Eights and tens

Eight cars
If each car signifies one thousand words… we’ll need a bigger car park

A pedant’s definition of ‘decimate’ is to dispose of one tenth of whatever one’s seeking to dispose of. I don’t know whether there’s an equivalent expression, to produce one tenth of whatever one’s seeking to produce. It would be quite useful at the moment.

On Thursday night I typed up several pages of longhand, and was immoderately pleased to find out that it tipped the word count of the new novel over the eight thousand mark. Eight thousand and seven, to be precise. This is particularly satisfying because Speak Its Name ended up at ‘about eighty thousand words’. And some basic maths will tell you that 8,000:80,000 translates neatly to 1:10.

This does not, of course,  mean that the new book is one tenth finished. Speak Its Name went up to 115,000, after all – though I hope that I’ve got more of an idea of what I’m doing this time round. The current eight thousand and seven words don’t feel like a tenth of a book.

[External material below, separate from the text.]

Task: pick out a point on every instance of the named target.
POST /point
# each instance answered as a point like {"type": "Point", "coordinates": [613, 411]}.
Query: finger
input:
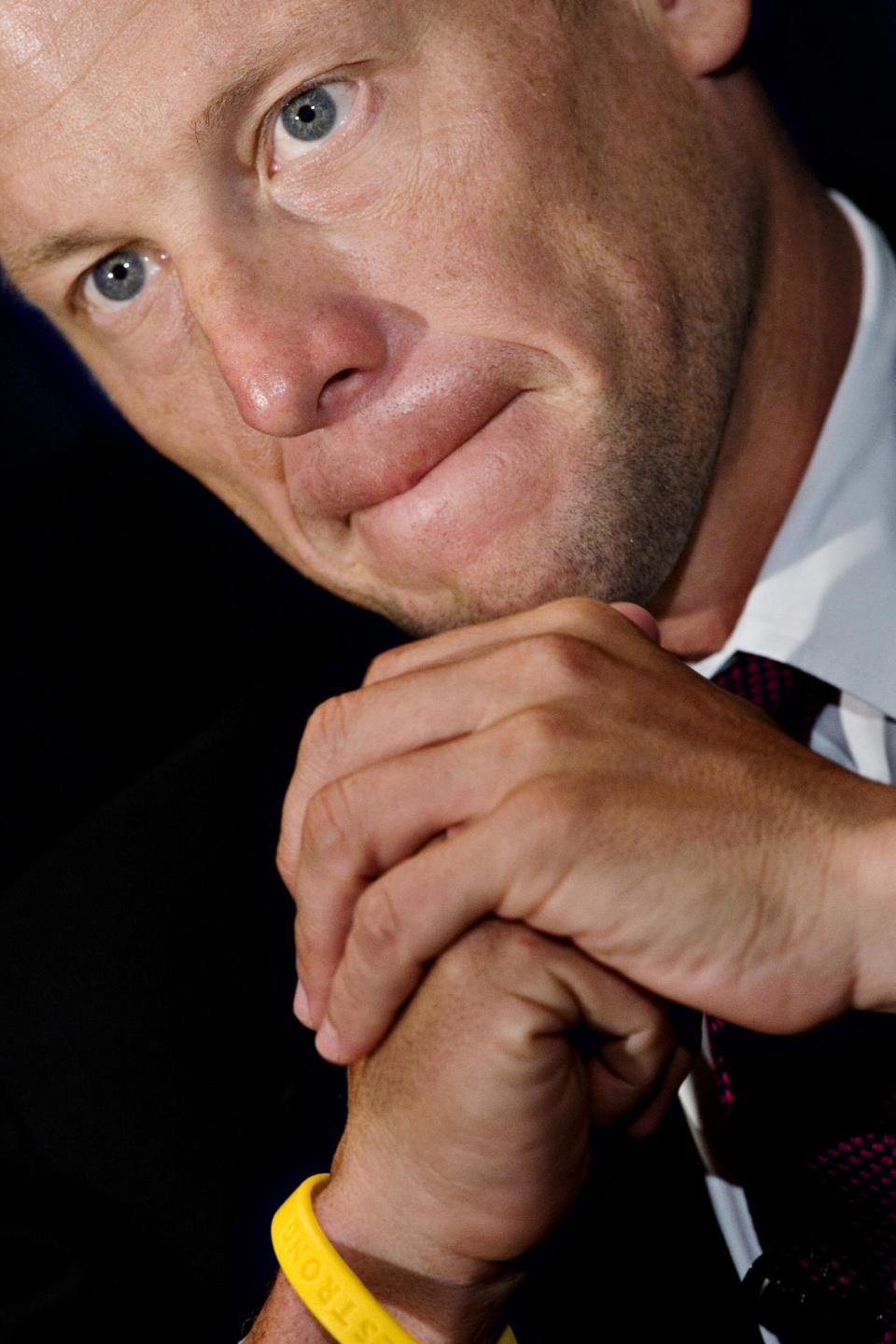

What I’ve got so far feels too nebulous, too insubstantial to be the backbone that ‘a tenth’ implies. That’s partly because I’m writing, as I always do, a scene here and a line there, a page from the beginning and a conversation from the end. I get one little snippet down on paper and it spawns three or four in completely different places in the plot.

At this stage I don’t think too much about structure; I just hang on as best I can and catch as much of it as possible. I’m not reading these words yet, because I don’t think they’d stand up to it. I’d either destroy them or get depressed. It doesn’t matter. There’s time. There’s plenty of time.

All the same: eight thousand words are down. Eight thousand out of eighty thousand – ish.